Saint Luc aime bien nous secouer : tout commence dans le désert. Or, le désert est un thème important pour les Juifs. Cela leur rappelle la plus belle période de leur histoire. C’était quand ils avaient été arrachés de l’esclavage en Egypte et qu’ils marchaient vers la Terre promise. Ils étaient alors seuls avec le Seigneur. C’était un peu comme un voyage de noces. Les jeunes mariés ont tout quitté : leurs parents, leur famille, leurs amis pour être seuls l’un avec l’autre et pour apprendre à se connaître. Et le peuple d’Israël a gardé la nostalgie de cette période bénie. C’est pourquoi ils célèbrent la fête des Tentes. Au début de l’automne, après les récoltes, les Juifs quittent leur maison ou leur appartement et, pendant une semaine, ils vivent sur la terrasse ou au fond du jardin, dans une cabane comme au temps de l’Exode. Ils sont là pour vivre seuls avec le Seigneur. Et c’est là sans doute la première leçon de cette référence au désert dans cet évangile : il faut quitter le bruit et l’agitation de tous les jours pour retrouver dans le silence et la solitude la présence du Seigneur dans notre vie.

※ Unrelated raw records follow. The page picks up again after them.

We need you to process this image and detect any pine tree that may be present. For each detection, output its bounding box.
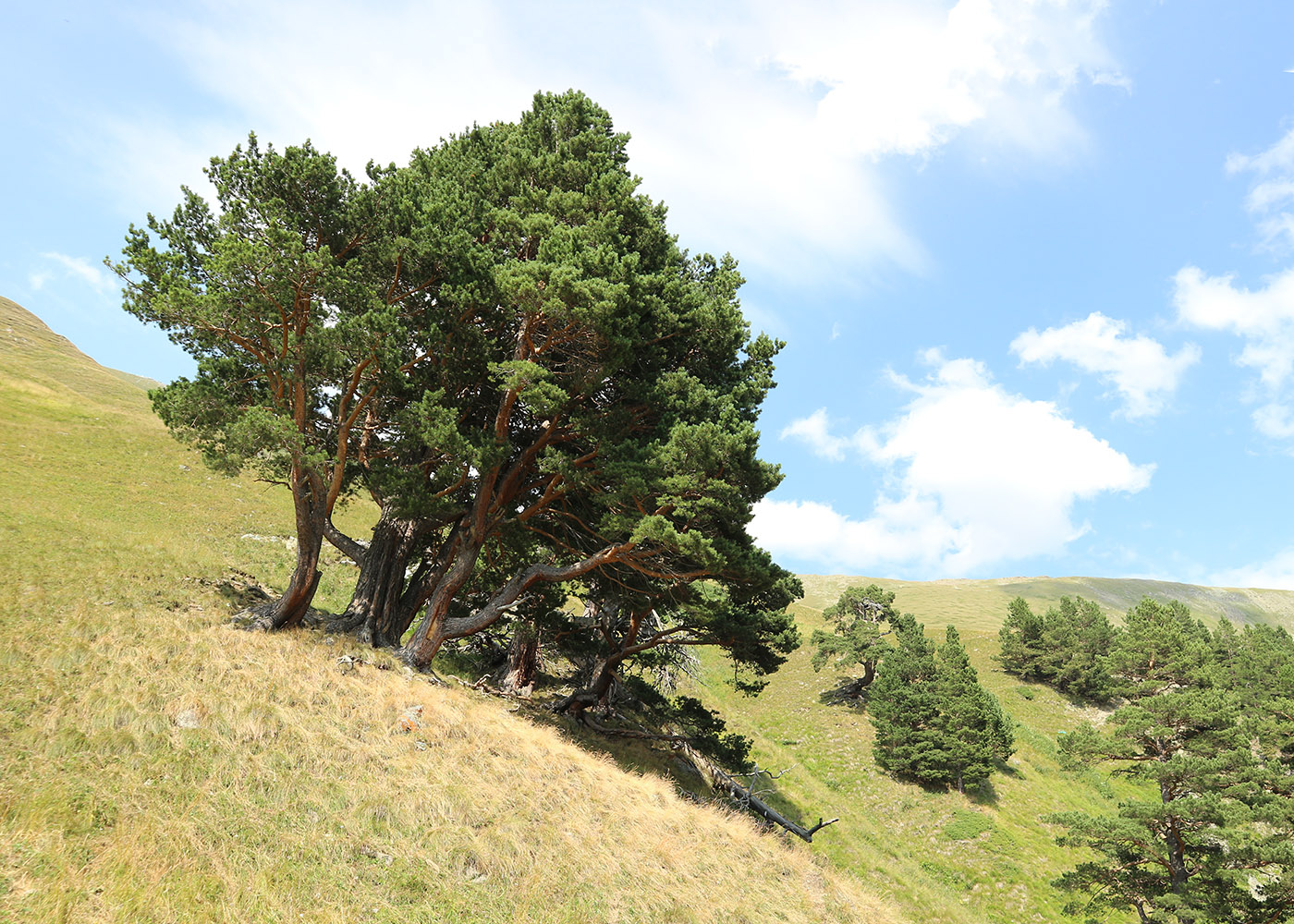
[1048,601,1294,924]
[935,625,1015,792]
[868,614,947,783]
[810,584,898,697]
[868,614,1015,791]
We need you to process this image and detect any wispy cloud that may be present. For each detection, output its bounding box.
[1172,267,1294,440]
[751,351,1154,578]
[1010,312,1201,418]
[1227,128,1294,248]
[36,252,116,294]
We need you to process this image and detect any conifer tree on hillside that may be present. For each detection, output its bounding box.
[868,614,1015,791]
[1048,599,1294,924]
[867,614,946,783]
[810,584,898,698]
[935,625,1016,792]
[997,597,1117,700]
[116,91,799,685]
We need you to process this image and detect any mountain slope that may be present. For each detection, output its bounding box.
[0,301,899,924]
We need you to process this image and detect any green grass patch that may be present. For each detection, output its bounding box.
[944,808,994,841]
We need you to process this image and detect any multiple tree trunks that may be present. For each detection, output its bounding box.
[326,510,420,649]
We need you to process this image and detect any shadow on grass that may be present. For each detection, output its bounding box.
[445,675,821,833]
[818,676,871,711]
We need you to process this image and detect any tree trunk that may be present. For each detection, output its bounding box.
[327,510,418,649]
[247,469,327,631]
[499,621,540,697]
[678,743,840,841]
[553,655,625,714]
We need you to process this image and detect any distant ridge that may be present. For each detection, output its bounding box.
[801,575,1294,631]
[0,295,161,391]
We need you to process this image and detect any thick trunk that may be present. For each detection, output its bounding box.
[400,540,484,670]
[247,463,327,631]
[327,510,418,649]
[499,623,540,697]
[553,655,625,714]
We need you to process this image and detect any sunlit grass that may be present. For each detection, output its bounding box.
[0,300,899,924]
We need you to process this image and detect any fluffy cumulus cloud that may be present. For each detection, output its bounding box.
[1172,267,1294,439]
[103,0,1118,278]
[1010,312,1200,418]
[751,352,1154,578]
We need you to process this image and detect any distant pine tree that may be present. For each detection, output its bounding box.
[935,625,1015,792]
[1045,599,1294,924]
[868,614,1013,791]
[997,597,1118,700]
[868,614,947,783]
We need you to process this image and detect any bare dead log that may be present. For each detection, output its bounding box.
[674,740,840,843]
[567,711,840,843]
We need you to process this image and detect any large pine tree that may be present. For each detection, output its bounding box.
[868,614,1013,791]
[935,625,1015,792]
[1049,599,1294,924]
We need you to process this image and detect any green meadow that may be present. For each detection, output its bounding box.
[0,299,1294,924]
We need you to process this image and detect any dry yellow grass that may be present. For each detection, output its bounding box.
[0,299,898,924]
[0,595,893,921]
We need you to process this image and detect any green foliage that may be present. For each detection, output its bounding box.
[868,614,1015,789]
[809,584,898,686]
[997,597,1117,700]
[944,808,994,841]
[937,625,1016,789]
[1048,599,1294,924]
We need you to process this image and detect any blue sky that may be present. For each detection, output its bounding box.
[7,0,1294,588]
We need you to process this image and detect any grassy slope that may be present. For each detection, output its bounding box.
[678,576,1294,923]
[0,299,898,923]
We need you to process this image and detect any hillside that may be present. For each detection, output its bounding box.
[0,300,902,923]
[803,575,1294,631]
[0,299,1294,924]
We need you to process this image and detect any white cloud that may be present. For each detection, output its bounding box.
[1210,549,1294,590]
[95,0,1118,285]
[37,252,116,294]
[1172,267,1294,439]
[1010,312,1200,418]
[751,351,1154,578]
[782,407,848,462]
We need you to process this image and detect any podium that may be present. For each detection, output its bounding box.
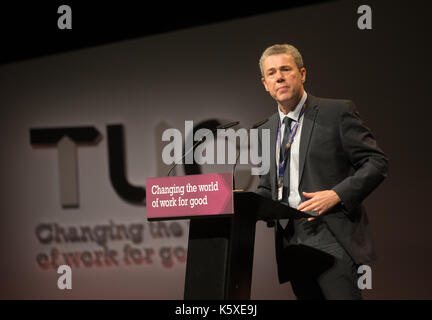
[184,192,311,300]
[146,173,313,300]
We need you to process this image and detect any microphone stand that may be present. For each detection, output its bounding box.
[232,119,268,192]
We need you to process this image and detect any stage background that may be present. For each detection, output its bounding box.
[0,1,432,299]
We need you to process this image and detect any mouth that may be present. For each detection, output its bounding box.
[276,86,289,92]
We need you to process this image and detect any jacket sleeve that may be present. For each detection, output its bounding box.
[333,101,388,212]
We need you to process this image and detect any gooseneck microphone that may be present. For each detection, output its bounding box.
[167,121,240,176]
[232,118,268,190]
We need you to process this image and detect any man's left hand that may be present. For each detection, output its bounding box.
[297,190,341,221]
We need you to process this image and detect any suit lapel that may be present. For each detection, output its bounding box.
[269,112,279,197]
[299,95,318,185]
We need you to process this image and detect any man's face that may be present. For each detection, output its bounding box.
[261,53,306,106]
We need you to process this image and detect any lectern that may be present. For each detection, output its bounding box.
[184,192,311,300]
[146,173,311,300]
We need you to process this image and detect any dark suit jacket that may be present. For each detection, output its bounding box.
[257,94,388,281]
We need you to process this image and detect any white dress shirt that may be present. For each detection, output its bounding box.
[276,91,307,208]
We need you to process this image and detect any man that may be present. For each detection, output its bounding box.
[257,45,388,299]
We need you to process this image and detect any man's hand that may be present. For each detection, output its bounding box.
[297,190,341,221]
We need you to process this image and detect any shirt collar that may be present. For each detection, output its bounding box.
[278,91,307,123]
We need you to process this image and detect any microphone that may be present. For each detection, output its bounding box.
[232,118,268,190]
[167,121,240,177]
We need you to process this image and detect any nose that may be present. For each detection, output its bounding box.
[276,71,285,83]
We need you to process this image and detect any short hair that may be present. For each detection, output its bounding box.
[259,44,303,77]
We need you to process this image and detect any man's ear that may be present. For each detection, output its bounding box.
[261,77,269,92]
[300,67,306,83]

Mais il faut faire le ménage : notre cœur ressemble à un vieil appartement. Il est encombré de mille et une choses inutiles. Il faut aplanir le chemin, c’est-à-dire qu’il faut enlever les grosses pierres qui bloquent la route au chariot du Seigneur. Et il y a tout d’abord nos vieilles rancunes, ces parties dures et desséchées de notre cœur. Nous avons été trahis et blessés. Nous n’arrivons pas à pardonner. Pour recevoir le Seigneur, il faut pouvoir être frais et comme neufs, prêts à recommencer à aimer, à prendre le risque d’être aimés et à nouveau trahis. Il faut être prêts à être comme Dieu. Trahi depuis le commencement, blessé par la trahison d’Adam et Eve, rejeté pendant tout l’histoire du salut, parfois oublié, souvent négligé par chacun d’entre nous, Dieu recommence tout à nouveau. Il devient un petit bébé pour nous. Il mourra sur la croix, il le sait. Mais il nous aime tellement qu’il ne veut pas nous laisser seuls dans l’embarras et la solitude. Il vient nous chercher, même dans le désert de notre solitude et de notre désespoir.
Alors, oui, que sonnent les trompettes et les fanfares ! Le Seigneur vient nous sauver.